The Decameron by Giovanni Boccaccio & Wayne A. Rebhorn

Author:Giovanni Boccaccio & Wayne A. Rebhorn [Boccaccio, Giovanni & Rebhorn, Wayne A.]
Language: eng
Format: epub
ISBN: 9780393241280
Publisher: W. W. Norton & Company
Published: 2013-09-16T00:00:00+00:00


Day 5, Story 10

After Pietro di Vinciolo goes out to have supper, his wife invites a young man to come to her house, but hides him underneath a chicken coop when her husband returns. Pietro tells her that while he was eating at Ercolano’s place, they discovered a young man who had been brought there by his wife.
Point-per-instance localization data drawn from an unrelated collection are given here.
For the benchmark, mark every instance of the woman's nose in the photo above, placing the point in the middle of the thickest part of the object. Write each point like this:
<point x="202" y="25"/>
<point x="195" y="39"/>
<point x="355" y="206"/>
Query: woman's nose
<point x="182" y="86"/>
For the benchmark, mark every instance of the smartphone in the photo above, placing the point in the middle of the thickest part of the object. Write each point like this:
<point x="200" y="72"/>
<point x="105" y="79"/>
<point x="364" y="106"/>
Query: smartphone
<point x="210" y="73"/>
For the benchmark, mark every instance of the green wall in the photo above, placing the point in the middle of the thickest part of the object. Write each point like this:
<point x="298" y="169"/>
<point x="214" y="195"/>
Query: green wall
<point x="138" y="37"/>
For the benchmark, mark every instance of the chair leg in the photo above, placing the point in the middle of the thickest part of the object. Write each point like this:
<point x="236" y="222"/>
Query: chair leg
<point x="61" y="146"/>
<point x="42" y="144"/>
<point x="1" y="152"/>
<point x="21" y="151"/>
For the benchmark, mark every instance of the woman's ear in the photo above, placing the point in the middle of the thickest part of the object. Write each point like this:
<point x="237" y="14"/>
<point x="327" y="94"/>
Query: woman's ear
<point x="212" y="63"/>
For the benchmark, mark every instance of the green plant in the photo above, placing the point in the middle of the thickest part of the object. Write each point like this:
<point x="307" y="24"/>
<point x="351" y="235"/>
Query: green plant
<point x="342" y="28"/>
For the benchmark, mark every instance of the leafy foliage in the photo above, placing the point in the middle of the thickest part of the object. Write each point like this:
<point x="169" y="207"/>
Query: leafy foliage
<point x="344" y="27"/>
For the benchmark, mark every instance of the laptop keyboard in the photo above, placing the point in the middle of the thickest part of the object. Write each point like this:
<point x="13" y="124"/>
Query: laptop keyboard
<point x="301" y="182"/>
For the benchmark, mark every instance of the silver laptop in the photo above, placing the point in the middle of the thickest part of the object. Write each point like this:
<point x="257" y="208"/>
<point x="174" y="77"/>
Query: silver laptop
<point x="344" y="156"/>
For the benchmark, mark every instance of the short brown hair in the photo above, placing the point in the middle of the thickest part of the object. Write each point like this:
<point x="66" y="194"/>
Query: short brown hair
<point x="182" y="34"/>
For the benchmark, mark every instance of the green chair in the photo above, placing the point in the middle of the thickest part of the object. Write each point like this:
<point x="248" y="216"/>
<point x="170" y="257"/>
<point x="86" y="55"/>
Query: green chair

Pietro’s wife criticizes her severely, but then an ass unfortunately steps on the fingers of the young man underneath the coop, and when he screams, Pietro runs out and sees him, thus discovering his wife’s deception. In the end, however, because of his own perversion, he reaches an understanding with her.1

When the Queen’s story had come to its conclusion, and everyone had praised God for having given Federigo the reward he deserved, Dioneo, who never waited around to be asked, began speaking:

I do not know whether to term it an accidental failing stemming from our bad habits, or a defect in our nature as human beings, but the fact is that we are more inclined to laugh about bad behavior than about good deeds, and especially when we ourselves are not involved. And since the sole purpose of the task I am about to undertake, as I have undertaken it on previous occasions, is to dispel your melancholy, loving ladies, and to provide you with laughter and merriment, I am going to tell you the following story, for even though the subject matter is a little unseemly, it may well give you pleasure. As you listen to it, you should do what you would normally do when you go out into your gardens, where you stretch out your delicate hands to pluck the roses, but leave the thorns alone. This you will do if you leave the wicked husband to his ill-fated, degenerate behavior, while laughing merrily at the amorous tricks of his wife, and feeling compassion, as need be, for the misfortunes of others.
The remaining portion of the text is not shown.